July 27, 2015
‘[I]t is harder to get someone into a mental hospital than it is to get a student into Harvard’
A more recent example of this seemingly insoluble problem is James Holmes, the young man who entered a movie theater in Aurora, Colorado in 2012 and sprayed bullets into the audience from five different guns, killing twelve people and wounding seventy others. Holmes was seeing a psychiatrist on a regular basis when he committed this horrendous crime. His eruption seems to have been triggered by his failure to pass a test for a Ph.D. He showed many of the symptoms of an Amok killer from an early age. He attempted suicide when he was 11. He was acutely aware that he needed help and had talked to no less than 3 mental health professionals at the University of Colorado in the weeks before he acted. In the course of his trial, in which he was found guilty of mass murder, two psychiatrists hired by his defense lawyer declared Holmes was mentally ill. Two others, testifying for the prosecution, said he was sane – he was aware that he was about to kill and maim dozens of people.

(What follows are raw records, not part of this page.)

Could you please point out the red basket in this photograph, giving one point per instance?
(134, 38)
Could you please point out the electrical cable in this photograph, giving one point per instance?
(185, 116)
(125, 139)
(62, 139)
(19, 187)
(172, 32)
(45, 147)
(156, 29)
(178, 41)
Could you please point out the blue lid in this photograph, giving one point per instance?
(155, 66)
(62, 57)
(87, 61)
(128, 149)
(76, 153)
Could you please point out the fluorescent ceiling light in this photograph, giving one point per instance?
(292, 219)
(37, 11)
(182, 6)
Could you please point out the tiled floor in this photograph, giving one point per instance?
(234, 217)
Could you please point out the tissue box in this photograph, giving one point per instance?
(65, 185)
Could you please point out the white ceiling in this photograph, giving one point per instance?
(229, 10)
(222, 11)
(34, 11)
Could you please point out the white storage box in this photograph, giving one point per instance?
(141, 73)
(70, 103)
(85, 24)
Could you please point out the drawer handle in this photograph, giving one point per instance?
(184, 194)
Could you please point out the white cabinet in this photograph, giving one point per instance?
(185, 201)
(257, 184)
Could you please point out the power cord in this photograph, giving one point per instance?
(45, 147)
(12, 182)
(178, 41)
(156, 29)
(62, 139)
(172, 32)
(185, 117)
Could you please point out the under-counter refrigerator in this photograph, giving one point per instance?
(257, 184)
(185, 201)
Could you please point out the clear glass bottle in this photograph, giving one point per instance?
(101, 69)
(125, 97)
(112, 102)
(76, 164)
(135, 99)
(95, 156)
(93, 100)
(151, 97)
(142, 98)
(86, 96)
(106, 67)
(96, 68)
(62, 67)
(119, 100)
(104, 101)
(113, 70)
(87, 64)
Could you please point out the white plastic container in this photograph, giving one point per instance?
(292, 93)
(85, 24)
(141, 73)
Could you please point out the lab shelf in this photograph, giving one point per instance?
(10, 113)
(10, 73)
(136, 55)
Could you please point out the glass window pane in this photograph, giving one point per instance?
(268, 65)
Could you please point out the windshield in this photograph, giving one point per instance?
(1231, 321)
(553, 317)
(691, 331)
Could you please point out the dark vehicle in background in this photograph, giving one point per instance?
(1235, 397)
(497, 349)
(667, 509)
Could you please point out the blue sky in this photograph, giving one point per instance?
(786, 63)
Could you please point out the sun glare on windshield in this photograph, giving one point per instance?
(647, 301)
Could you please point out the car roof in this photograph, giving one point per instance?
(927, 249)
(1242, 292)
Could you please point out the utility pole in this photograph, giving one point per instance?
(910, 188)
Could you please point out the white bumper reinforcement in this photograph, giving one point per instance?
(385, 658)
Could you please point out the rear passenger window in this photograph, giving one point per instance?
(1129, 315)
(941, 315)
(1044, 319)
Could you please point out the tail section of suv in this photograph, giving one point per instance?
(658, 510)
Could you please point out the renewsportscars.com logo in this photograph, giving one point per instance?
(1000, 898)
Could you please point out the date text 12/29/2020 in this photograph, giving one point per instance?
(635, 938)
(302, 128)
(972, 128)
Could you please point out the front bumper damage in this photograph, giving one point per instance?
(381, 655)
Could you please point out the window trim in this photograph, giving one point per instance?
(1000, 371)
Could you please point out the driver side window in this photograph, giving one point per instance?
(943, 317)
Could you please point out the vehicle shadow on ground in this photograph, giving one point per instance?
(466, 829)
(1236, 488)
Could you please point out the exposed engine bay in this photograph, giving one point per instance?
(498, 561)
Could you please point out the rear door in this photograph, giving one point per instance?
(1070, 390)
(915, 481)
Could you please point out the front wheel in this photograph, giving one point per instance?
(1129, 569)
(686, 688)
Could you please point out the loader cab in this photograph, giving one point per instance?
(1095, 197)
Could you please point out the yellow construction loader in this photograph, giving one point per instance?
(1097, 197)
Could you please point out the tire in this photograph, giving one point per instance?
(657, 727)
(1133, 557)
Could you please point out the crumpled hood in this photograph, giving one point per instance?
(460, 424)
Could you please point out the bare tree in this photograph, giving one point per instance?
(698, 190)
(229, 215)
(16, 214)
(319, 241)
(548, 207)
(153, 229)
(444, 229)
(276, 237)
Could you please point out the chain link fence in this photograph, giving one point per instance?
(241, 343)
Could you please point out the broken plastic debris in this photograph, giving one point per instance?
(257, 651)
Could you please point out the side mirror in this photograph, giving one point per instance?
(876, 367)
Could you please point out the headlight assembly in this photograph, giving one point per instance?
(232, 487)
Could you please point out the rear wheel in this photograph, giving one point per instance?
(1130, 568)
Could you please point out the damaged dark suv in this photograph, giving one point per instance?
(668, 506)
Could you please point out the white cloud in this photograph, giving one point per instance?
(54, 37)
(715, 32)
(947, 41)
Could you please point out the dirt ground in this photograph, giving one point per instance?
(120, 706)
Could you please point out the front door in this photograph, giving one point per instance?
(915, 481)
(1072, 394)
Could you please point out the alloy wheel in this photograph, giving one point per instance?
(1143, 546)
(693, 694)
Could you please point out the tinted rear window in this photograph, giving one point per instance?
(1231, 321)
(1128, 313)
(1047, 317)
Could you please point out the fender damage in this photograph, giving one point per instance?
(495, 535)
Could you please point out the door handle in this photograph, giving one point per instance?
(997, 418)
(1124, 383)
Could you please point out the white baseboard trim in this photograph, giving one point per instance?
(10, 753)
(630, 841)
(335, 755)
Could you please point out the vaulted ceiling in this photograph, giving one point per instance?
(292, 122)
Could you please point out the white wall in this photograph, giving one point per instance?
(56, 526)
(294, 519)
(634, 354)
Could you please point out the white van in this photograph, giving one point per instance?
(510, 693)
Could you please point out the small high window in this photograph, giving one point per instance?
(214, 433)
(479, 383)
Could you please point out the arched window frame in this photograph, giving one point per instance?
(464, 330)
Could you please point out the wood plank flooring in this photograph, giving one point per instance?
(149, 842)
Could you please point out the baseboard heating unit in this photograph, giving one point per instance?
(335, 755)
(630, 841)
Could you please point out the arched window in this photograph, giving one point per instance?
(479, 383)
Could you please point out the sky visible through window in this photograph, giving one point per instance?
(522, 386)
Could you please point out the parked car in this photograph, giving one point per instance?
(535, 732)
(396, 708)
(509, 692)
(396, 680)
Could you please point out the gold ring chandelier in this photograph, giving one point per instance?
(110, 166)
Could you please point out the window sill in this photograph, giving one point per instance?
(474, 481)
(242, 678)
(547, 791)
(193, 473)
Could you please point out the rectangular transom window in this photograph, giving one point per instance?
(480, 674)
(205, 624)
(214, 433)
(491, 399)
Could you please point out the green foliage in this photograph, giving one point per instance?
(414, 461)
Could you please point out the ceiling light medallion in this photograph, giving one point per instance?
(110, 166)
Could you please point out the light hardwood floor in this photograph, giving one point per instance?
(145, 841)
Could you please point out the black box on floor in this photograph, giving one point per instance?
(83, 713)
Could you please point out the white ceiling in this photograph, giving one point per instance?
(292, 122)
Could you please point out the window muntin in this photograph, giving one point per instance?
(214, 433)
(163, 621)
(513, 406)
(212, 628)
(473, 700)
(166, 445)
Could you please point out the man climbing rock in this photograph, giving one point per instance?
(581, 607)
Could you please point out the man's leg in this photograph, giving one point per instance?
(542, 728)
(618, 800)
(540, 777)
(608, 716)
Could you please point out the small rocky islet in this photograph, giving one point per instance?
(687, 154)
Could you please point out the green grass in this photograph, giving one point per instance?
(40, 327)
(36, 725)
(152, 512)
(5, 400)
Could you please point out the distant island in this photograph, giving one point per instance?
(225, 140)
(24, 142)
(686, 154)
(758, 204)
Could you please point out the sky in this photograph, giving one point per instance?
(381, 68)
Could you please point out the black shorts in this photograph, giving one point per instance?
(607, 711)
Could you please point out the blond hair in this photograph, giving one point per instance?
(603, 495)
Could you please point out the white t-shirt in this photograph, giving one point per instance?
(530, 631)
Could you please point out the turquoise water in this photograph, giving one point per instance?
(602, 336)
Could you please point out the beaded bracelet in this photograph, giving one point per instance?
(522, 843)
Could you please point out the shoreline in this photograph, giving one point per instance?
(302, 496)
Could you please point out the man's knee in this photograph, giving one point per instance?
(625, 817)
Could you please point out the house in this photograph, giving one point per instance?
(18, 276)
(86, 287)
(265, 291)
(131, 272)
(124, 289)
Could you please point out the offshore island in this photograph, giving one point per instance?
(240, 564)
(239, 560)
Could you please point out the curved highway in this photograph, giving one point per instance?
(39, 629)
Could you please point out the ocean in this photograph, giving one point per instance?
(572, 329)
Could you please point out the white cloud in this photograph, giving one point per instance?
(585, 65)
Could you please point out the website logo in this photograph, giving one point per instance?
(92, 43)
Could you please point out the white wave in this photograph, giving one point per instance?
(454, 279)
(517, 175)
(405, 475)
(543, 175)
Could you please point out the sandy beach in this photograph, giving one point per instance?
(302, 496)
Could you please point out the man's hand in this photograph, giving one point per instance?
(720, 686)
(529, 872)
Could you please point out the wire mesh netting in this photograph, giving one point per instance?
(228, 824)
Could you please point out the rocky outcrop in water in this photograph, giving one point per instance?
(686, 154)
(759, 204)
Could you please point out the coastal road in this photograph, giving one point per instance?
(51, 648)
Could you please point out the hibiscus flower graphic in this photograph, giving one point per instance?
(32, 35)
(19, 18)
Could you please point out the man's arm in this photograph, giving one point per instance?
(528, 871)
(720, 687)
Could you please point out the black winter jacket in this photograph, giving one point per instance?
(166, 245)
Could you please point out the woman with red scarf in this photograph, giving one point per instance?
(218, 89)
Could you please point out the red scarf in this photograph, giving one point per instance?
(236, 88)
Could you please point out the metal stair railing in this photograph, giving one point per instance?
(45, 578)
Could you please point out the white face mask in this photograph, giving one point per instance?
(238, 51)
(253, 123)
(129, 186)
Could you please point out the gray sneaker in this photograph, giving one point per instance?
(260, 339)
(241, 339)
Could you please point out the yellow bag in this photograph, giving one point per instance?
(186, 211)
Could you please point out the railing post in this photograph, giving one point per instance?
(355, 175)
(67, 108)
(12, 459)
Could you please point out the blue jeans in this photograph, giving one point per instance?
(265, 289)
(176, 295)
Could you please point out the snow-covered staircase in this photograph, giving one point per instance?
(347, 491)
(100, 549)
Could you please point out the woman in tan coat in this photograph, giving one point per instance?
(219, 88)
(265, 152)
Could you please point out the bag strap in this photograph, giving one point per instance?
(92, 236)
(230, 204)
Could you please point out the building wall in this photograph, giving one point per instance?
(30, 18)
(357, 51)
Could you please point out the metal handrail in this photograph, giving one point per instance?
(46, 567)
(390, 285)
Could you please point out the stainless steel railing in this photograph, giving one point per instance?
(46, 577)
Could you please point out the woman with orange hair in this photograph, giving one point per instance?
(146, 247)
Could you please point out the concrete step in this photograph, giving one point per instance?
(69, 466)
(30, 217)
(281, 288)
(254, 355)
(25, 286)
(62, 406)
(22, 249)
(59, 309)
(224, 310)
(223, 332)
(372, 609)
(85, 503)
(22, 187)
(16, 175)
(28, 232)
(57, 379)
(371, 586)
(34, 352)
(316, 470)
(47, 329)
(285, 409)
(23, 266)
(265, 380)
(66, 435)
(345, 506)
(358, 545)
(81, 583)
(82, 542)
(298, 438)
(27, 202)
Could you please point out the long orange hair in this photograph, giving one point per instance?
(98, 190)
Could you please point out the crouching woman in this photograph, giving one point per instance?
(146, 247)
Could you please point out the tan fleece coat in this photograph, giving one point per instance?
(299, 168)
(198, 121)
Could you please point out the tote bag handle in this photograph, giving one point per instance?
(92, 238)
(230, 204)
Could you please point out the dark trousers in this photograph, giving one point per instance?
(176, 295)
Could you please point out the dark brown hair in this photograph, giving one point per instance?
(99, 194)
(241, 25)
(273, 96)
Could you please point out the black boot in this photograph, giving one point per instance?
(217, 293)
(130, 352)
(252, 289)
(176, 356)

On the day before the carnage, Holmes sent his psychiatrist a notebook describing how he had been buying guns and ammunition and explosive devices, preparing for his rampage. It was discovered, undelivered, after he erupted. On the very day of his crime, Holmes called a mental health hotline, apparently hoping he could reach someone who would persuade him not to act. He twice tried to commit suicide after he was jailed.
Apparently none of the mental health experts to whom Holmes spoke ever tried to commit him to a mental hospital. One of them admitted later that she feared he was dangerous but did nothing to prevent the tragedy.